Random Spanning Trees and the Prediction of Weighted Graphs
Nicolo' Cesa-Bianchi, Claudio Gentile, Fabio Vitale, Giovanni Zappella

TL;DR
This paper introduces a randomized algorithm for predicting node labels in weighted graphs, using random spanning trees to achieve near-optimal mistake bounds and demonstrating practical efficiency and accuracy on real datasets.
Contribution
The paper presents a novel randomized prediction method based on random spanning trees that achieves near-optimal mistake bounds for weighted graphs.
Findings
Algorithm achieves optimal mistake bounds up to logarithmic factors.
Method is faster and compares well with existing global and local algorithms.

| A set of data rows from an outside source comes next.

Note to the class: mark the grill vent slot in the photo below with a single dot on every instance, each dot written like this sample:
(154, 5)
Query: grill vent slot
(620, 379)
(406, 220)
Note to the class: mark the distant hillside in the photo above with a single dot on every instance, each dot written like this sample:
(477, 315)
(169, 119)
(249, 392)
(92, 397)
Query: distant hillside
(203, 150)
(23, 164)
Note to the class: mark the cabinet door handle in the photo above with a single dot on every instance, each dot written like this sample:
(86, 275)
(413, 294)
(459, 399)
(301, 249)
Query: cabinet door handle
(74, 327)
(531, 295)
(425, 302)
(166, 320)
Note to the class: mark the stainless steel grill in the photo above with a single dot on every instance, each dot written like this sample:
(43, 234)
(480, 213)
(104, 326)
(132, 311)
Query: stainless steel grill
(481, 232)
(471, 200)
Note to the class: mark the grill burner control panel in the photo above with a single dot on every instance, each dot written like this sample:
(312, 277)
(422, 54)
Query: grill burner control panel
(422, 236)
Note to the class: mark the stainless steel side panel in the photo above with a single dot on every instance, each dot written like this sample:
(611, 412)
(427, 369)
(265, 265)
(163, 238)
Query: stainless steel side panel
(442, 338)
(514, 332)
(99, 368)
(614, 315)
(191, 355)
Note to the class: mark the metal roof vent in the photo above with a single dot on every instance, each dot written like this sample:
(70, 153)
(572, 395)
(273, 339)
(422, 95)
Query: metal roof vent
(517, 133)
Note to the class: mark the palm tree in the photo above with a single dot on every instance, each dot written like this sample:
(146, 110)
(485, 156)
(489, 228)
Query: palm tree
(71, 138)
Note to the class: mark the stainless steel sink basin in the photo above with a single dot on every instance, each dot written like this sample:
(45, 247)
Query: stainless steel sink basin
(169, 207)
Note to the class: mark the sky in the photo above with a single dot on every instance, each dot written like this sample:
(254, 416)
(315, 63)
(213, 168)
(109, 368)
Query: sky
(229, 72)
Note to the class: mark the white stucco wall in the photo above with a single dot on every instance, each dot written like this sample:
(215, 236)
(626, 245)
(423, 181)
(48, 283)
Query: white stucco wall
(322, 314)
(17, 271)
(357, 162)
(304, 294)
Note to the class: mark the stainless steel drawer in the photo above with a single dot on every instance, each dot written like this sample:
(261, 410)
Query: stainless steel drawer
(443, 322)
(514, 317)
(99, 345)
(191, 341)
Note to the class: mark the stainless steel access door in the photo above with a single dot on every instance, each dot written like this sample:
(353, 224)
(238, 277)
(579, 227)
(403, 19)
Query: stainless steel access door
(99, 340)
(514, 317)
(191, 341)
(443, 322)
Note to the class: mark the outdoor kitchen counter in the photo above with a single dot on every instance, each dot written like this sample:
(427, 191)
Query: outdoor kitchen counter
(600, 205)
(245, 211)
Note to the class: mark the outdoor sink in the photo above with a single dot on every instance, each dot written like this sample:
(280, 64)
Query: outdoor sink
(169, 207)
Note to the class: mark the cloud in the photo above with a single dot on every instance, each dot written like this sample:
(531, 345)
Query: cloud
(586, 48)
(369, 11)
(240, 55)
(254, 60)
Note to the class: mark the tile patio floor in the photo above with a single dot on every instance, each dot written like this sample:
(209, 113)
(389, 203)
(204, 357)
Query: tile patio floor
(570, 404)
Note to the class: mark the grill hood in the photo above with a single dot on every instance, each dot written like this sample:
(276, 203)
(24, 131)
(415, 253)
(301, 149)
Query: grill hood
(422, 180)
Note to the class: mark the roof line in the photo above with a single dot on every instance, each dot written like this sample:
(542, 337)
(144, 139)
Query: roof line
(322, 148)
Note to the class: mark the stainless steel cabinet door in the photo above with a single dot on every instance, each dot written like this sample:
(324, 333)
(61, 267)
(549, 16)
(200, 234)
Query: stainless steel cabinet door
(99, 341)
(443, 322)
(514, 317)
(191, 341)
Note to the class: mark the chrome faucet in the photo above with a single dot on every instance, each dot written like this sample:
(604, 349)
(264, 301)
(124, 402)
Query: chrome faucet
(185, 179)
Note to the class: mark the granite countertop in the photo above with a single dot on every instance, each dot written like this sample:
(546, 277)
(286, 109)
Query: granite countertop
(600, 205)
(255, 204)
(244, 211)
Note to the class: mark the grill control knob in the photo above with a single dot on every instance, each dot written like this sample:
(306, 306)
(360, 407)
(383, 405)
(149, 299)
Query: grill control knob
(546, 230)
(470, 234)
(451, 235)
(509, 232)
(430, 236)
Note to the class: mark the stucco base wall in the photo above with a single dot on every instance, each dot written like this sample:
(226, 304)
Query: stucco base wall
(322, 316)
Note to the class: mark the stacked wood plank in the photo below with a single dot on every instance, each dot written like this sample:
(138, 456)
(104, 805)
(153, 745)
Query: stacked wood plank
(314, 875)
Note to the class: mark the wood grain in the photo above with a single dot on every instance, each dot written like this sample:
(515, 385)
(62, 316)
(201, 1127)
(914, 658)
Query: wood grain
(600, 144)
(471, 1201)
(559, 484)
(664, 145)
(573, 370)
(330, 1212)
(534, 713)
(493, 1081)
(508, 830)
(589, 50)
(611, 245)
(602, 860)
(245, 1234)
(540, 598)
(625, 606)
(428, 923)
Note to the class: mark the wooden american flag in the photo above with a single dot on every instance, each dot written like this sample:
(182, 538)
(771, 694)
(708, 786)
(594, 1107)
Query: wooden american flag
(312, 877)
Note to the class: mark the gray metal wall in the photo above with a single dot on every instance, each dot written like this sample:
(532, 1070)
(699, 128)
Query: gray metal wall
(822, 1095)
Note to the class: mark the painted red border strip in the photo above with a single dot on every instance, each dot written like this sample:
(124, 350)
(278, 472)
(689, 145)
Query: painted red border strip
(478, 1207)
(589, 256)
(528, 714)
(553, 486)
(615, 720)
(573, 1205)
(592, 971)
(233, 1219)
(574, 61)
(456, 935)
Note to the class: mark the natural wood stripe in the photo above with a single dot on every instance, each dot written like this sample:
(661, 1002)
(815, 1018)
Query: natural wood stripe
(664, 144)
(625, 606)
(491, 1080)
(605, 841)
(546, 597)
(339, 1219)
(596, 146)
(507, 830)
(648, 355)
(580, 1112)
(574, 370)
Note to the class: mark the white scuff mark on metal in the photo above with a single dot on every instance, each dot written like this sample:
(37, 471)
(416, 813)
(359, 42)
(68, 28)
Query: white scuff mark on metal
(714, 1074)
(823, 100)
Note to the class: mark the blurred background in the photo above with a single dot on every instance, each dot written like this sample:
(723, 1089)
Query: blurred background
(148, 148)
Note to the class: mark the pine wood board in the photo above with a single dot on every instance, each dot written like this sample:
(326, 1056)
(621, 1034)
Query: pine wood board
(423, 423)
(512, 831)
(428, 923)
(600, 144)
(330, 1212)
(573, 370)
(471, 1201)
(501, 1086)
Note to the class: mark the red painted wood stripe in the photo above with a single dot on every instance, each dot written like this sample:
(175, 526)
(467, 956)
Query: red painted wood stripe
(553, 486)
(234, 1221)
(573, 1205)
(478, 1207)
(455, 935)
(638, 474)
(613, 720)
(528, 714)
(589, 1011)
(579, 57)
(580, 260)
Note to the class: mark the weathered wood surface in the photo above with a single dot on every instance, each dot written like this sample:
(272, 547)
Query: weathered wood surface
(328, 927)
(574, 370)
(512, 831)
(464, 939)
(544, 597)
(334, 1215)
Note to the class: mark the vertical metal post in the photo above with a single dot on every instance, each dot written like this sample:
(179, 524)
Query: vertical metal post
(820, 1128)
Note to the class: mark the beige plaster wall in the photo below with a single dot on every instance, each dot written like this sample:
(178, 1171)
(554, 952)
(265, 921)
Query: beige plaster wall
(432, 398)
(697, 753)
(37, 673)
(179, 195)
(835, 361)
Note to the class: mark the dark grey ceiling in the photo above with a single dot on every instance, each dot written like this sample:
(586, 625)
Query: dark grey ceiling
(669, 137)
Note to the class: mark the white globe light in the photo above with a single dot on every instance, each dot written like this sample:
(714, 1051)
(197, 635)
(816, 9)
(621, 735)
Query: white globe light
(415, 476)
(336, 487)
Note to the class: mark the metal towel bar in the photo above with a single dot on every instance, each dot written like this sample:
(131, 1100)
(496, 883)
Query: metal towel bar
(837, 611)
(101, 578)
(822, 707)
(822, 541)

Experiments confirm practical efficiency and accuracy on real-world data.
Abstract
We investigate the problem of sequentially predicting the binary labels on the nodes of an arbitrary weighted graph. We show that, under a suitable parametrization of the problem, the optimal number of prediction mistakes can be characterized (up to logarithmic factors) by the cutsize of a random spanning tree of the graph. The cutsize is induced by the unknown adversarial labeling of the graph nodes. In deriving our characterization, we obtain a simple randomized algorithm achieving in expectation the optimal mistake bound on any polynomially connected weighted graph. Our algorithm draws a random spanning tree of the original graph and then predicts the nodes of this tree in constant expected amortized time and linear space. Experiments on real-world datasets show that our method compares well to both global (Perceptron) and local (label propagation) methods, while being generally…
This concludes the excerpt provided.